For further information, please type on terminal ./excogito random_kl

2.9. Measure_kl Task

The measure_kl task requires the protein code string and four input files: parameter, trajectory, probability, and mapping.

In order to launch the measure_kl task follow this syntax:

./excogito measure_kl -p $parameter_file.ini -t $trajectory_file.xyz -r $probability_file.txt -c $prot_code -m $mapping_file.txt

or 

./excogito measure_kl --p $parameter_file.ini --t $trajectory_file.xyz --probs $probability_file.txt --prot_code $prot_code --m1 $mapping_file.txt

For further information, please type on terminal ./excogito measure_kl

2.10. optimize_spins Task

The optimize_spins task requires the protein code string and three input files: parameter, trajectory, and probability.

In order to launch the optimize_spins task follow this syntax:

./excogito optimize_spins -p $parameter_file.ini -t $trajectory_file.xyz -r $probability_file.txt -c $prot_code

or 

./excogito measure_kl --p $parameter_file.ini --t $trajectory_file.xyz --probs $probability_file.txt --prot_code $prot_code

Here the trajectory is simply given by the states of a discrete system (like this).
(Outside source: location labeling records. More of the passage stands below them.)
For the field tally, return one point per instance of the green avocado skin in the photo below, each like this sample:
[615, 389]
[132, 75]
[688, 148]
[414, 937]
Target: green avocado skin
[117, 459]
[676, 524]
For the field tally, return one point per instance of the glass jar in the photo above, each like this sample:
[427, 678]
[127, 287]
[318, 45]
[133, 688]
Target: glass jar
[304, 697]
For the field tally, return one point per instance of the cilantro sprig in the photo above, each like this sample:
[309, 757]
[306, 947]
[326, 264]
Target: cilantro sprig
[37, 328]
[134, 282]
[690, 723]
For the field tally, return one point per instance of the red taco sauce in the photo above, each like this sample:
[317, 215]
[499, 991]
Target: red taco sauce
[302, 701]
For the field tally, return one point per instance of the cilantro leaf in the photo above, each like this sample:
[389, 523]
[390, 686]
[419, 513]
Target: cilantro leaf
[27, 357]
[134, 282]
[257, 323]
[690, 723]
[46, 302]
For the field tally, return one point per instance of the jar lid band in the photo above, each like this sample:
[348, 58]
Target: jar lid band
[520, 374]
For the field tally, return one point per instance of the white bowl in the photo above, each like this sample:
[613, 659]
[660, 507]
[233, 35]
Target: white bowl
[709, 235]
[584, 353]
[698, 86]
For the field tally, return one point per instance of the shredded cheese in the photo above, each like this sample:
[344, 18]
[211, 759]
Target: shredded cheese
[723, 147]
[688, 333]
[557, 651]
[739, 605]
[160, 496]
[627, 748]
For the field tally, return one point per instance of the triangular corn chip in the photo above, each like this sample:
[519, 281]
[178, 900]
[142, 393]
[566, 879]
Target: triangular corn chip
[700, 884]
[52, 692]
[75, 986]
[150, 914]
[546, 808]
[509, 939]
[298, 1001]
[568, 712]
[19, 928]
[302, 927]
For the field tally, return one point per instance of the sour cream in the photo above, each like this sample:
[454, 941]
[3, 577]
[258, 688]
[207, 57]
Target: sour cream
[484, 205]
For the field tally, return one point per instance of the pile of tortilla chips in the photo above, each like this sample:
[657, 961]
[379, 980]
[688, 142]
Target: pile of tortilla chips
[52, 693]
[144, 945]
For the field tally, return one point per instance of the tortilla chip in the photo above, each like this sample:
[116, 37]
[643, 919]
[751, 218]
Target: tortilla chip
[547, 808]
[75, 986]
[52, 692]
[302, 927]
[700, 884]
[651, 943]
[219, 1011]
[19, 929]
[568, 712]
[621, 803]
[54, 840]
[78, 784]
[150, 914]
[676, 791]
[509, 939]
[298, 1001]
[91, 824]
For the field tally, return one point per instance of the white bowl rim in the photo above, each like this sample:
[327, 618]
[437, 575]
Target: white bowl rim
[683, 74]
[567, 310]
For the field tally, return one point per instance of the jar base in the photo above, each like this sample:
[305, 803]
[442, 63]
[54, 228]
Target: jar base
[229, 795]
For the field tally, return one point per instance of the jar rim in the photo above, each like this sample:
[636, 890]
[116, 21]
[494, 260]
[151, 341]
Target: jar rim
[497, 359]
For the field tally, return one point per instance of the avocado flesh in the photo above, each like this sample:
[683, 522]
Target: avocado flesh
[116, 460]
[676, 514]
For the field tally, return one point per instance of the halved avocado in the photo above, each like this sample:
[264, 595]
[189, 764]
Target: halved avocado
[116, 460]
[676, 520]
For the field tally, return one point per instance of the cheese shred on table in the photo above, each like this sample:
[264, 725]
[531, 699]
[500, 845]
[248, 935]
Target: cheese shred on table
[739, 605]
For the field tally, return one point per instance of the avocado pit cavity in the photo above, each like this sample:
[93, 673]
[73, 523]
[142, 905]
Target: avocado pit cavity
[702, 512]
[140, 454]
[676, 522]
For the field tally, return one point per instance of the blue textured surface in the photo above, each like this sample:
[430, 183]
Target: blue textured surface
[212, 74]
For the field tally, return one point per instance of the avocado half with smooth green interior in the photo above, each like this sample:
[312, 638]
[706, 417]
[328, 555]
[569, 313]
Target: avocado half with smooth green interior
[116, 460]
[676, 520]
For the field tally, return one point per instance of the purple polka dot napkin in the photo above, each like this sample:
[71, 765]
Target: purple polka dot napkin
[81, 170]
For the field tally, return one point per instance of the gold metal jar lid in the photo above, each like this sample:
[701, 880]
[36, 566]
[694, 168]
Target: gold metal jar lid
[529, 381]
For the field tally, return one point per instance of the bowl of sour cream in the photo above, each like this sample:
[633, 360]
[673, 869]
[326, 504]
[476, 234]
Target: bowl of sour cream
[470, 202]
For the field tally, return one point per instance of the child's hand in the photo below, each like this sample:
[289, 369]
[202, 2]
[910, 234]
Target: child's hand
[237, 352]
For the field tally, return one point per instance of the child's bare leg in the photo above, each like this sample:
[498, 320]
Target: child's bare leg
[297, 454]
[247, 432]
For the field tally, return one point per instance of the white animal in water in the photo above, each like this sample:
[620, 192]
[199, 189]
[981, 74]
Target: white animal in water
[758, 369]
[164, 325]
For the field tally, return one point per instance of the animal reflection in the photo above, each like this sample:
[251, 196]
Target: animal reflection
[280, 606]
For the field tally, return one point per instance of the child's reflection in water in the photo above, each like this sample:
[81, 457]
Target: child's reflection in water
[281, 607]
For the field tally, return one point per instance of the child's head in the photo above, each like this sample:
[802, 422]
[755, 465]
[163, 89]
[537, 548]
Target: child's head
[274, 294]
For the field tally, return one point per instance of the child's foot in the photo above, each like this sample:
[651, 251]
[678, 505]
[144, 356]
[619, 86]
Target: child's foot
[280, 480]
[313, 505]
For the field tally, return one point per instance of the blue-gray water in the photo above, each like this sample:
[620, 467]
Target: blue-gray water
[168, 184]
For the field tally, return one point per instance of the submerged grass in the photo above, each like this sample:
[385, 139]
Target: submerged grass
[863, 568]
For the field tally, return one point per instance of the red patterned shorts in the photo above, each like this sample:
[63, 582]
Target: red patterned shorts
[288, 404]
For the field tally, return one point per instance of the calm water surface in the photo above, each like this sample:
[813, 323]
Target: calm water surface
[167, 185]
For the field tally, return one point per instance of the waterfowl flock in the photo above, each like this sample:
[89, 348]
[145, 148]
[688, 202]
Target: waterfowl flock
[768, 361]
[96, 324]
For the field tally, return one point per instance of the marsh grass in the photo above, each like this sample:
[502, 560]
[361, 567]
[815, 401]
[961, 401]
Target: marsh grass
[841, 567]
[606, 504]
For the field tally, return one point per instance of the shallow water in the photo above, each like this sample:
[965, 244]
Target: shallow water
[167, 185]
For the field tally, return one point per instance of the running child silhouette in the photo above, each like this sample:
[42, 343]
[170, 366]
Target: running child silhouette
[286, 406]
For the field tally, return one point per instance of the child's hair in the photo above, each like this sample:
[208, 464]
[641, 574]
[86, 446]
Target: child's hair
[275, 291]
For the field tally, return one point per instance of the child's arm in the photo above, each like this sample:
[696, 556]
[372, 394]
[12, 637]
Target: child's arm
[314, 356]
For further information, please type on terminal ./excogito optimize_spins.

3. Which arguments are mandatory? A short explanation

As shown in Section 2.x, the protein code string and two files are always mandatory, namely the parameter file and the xyz trajectory file. The other files can be mandatory, depending on the chosen task.

What are these files?

$parameter_file.ini → Set of parameters in ini format for the algorithm (see 3.1). Examples are present in /examples/parameters;
$trajectory_file.xyz → Trajectory in xyz format (see the Section 3.2). An example is present in /examples/trajectories;
$energy_file.txt → File with the energies corresponding to each configuration in the trajectory (see the Section 3.3). An example is present in /examples/energies;
$prot_code → Unique string that identifies the structure (see 3.4). It will be used to generate the output files;
$mapping_file.txt → Mapping file, containing the indices of the retained atoms (see 3.5). An example is present in /examples/mappings;
$mapping_file2.txt → 2^nd Mapping file, containing the indices of the retained atoms (see 3.5). An example is present in /examples/mappings;
$mapping_matrix_file.txt → Matrix with n_mappings CG mappings (see 3.6).
$probability_file.txt → File with the probabilities corresponding to each configuration in the trajectory (see 3.7). They must sum to 1.0. An example is present in /examples/probabilities;

3.1. Parameter FILE

The core element of EXCOGITO is the parameter file, which is employed to define the constants used in the different tasks.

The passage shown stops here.